With the prestige television network wanting for money, its best option was to sell one of the most successful HBO shows to Netflix. The sale is a bit of a win-win for HBO; although it loses the exclusivity of one of its most famous shows, it also gains the potential for a newfound following in viewers who don’t have a Max subscription. Furthermore, if first-time “Sex and the City” viewers are hungry for more content, they might be driven to Max for the show’s spin-off series, “And Just Like That.”
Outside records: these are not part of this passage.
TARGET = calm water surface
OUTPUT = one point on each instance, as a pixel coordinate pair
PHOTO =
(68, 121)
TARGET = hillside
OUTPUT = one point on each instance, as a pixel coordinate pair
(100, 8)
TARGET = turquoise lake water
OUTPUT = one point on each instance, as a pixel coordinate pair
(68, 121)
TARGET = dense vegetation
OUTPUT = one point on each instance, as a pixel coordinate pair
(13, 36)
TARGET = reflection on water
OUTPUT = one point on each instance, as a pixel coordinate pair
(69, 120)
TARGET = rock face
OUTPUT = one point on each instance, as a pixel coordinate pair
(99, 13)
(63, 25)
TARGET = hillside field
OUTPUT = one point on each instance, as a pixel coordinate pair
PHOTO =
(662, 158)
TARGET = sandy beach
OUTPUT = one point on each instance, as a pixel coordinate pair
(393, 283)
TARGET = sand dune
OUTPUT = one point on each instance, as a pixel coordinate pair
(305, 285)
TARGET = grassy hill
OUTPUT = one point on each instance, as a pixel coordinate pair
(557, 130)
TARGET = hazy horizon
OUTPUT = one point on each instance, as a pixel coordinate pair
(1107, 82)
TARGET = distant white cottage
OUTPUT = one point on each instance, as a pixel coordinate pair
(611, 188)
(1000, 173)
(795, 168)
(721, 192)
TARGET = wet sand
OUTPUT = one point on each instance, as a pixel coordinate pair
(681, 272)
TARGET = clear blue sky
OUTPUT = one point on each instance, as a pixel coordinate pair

Warner Bros. Discovery, HBO’s media parent company, first began licensing content to Netflix last year, starting with titles like “Insecure,” “Band of Brothers,” “The Pacific,” “Six Feet Under” and “Ballers,” per Variety. “Sex and the City” is by far the most popular title that Netflix has licensed from HBO yet, making this a major sale.

“We are in the business of monetizing content through windows,” Warner Bros. Discovery chief David Zaslav said on the company’s Q3 2023 earnings call, per Variety, adding that “there’s a lot of content that’s not being consumed heavily on Max, and so those are the easy ones [to license elsewhere].”